First, learn to brainstorm. It might be tempting to just sit down and start writing, but you will fare far better if you teach yourself to first sit down and organize your thoughts. Before you write the first word, make sure you know what your thesis is, what arguments you want to use to defend it, and how you’re going to bring it all together. At first, it might seem like using up time you don’t have – after all, you only get 30 minutes from start to finish to write each essay – but the more you practice taking an exam question and outlining it before writing, the faster and more efficient you’ll become.
Second, write. And then write some more. The more you write, the easier the words will flow. As you practice taking any subject or problem and finding a way to get your thoughts about it onto paper, you’ll find that thoughts flow more quickly and more coherently onto the page. If you write a 500+ word essay every single day for a week, then by the second week, it will start to get a little easier. By week 12, those 500 words will seem like nothing.
Third, learn to edit. While you likely won’t have much time to go back through and edit yourself on test day, by doing it in your practice essays, you will learn where your own hang-ups are. Maybe you constantly want to misspell the same word. Or maybe you learn that you have a comma problem. Editing yourself allows you to see where you might have issues and not only work to fix them, but make yourself more aware of them as you write, so you’ll be more apt to catch yourself making them on test day and correct as you go.
Fourth, read as many sample essays as you can get your hands on. Many prep courses offer sample essays, and this is a good way to get a feel for the tone and style the essay graders are looking for. You can see what structures they favor, how the arguments are constructed and how a coherent narrative is built. You can then use that knowledge to tweak your own writing style to suit what the essay graders are likely looking for. ETS, the company that manages the GRE testing, actually has sample essays on their own site as well. Go here to read samples of issue essays, and here to read samples of argument essays, all done in the confines of the testing environment, so they are real-world examples.

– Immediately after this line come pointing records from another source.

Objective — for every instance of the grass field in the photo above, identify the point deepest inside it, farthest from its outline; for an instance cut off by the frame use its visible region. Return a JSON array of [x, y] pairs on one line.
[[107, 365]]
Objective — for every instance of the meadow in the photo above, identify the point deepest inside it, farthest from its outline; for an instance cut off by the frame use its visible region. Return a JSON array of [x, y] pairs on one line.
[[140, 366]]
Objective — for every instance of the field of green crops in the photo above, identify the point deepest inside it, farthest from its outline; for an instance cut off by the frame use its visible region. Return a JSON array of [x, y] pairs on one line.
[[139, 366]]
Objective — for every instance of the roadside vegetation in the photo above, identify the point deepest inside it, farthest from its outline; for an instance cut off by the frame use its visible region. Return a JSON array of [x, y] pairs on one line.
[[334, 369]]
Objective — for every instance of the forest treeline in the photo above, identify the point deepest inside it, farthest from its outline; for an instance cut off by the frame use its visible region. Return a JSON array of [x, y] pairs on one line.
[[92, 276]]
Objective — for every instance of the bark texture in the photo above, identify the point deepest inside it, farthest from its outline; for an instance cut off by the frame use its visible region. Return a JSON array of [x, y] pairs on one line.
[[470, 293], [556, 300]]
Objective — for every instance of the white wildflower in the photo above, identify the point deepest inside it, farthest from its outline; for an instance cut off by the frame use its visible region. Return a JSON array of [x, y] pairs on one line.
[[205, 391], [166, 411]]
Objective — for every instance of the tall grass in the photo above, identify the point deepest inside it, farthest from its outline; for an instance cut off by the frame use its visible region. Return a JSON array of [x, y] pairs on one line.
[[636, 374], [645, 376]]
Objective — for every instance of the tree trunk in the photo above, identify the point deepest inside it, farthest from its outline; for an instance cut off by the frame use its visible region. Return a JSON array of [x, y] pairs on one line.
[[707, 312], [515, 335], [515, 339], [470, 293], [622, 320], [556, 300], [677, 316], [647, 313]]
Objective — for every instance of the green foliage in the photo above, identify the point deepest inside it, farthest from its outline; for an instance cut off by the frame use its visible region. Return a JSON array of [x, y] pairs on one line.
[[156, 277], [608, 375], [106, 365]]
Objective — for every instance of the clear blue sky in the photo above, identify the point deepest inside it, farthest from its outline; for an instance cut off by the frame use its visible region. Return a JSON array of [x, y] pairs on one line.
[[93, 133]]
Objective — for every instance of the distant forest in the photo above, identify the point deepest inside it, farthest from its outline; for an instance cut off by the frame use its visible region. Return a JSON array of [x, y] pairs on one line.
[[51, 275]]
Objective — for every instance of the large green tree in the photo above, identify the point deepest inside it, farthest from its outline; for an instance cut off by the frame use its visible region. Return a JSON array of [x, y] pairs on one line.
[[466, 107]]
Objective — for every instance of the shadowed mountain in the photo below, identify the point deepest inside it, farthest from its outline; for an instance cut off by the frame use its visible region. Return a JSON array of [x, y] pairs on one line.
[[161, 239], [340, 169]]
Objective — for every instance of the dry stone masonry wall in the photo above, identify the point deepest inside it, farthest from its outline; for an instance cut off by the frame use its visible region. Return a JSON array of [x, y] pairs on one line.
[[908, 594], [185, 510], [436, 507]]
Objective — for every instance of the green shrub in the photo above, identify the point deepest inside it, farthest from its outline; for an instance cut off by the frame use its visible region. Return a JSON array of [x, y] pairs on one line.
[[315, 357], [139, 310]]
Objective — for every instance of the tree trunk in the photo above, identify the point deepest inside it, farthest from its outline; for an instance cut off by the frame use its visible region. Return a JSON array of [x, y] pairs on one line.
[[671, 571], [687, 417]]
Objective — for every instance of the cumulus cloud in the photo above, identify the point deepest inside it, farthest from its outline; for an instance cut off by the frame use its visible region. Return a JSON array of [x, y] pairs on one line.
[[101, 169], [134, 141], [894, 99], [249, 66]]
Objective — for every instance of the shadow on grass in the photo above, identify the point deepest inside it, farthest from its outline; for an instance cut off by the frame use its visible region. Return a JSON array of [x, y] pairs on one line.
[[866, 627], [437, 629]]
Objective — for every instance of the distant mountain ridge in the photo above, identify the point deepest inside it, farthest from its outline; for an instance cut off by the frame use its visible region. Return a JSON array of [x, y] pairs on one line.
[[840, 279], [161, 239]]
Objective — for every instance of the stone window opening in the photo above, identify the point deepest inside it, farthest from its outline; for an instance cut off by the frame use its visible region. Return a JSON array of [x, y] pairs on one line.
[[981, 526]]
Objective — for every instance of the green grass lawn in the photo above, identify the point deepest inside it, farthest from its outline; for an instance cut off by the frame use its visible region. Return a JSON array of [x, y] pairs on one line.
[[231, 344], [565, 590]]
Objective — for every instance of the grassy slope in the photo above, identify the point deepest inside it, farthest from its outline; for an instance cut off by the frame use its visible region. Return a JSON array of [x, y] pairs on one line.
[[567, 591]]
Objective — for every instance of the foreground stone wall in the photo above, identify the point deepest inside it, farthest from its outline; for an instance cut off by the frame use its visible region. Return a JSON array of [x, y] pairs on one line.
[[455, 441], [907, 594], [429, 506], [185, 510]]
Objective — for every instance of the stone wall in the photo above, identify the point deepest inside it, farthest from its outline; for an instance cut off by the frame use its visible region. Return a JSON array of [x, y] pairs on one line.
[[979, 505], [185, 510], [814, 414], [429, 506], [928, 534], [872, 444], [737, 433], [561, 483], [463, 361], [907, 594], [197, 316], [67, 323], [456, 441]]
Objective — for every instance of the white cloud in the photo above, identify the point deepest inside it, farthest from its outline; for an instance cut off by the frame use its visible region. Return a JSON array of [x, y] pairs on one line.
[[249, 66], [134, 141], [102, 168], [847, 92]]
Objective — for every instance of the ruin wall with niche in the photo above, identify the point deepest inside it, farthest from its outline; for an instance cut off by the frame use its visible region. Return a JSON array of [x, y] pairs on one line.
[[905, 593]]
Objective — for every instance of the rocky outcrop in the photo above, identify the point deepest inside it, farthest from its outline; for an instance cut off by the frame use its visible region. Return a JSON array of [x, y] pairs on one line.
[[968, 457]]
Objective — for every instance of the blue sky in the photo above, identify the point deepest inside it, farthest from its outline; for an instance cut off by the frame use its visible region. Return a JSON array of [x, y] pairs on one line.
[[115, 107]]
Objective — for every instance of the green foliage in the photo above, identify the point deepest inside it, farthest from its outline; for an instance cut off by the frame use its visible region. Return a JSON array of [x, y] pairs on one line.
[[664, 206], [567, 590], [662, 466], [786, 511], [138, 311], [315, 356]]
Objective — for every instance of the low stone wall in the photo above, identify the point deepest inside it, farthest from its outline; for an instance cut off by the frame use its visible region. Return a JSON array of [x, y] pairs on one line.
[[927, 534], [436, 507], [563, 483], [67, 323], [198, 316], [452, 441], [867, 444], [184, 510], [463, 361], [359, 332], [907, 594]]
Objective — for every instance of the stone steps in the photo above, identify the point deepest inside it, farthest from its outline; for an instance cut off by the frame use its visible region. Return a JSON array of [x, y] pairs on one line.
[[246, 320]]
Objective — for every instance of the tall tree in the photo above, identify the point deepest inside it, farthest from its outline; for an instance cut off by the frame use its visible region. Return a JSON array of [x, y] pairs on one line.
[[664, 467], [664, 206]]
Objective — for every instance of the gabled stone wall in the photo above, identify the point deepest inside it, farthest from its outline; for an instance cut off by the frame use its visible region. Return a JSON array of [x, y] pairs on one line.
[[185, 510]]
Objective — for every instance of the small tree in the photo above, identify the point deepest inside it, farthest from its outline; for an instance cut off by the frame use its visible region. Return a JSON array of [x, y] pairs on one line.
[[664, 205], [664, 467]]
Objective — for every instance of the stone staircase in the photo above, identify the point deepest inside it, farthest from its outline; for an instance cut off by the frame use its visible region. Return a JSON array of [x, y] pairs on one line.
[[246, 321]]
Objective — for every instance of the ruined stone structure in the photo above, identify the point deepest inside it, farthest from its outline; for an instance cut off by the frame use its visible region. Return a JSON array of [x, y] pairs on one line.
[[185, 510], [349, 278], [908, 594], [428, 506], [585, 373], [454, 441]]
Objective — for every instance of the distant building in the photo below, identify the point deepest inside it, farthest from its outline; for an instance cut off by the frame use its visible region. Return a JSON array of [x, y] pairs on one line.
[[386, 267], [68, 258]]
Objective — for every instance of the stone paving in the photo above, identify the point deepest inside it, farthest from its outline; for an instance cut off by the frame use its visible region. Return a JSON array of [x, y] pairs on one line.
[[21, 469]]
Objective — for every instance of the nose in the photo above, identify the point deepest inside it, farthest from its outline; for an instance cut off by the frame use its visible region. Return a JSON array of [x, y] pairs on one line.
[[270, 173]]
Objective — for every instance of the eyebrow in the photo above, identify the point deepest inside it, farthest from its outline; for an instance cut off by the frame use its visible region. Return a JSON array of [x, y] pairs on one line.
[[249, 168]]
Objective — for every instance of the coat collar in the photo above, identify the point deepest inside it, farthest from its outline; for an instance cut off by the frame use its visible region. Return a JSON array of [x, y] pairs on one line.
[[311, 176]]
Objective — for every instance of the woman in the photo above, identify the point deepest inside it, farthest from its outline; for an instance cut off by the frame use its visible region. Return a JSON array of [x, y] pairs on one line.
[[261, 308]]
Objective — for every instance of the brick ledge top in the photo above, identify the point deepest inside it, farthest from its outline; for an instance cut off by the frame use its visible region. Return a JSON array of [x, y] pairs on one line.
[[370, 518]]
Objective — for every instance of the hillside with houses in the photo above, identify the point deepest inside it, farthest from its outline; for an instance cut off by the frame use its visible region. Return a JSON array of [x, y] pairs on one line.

Preparing for the GRE is a time-consuming process that will require dedication over the course of weeks, if not months. But it is not an insurmountable task. With the right preparation, you can build your toolbox of necessary skills and hone them to a fine degree. And when you score high across the board in all three sections – and then use that score to get into the program of your choice - all that hard work and dedication will pay off.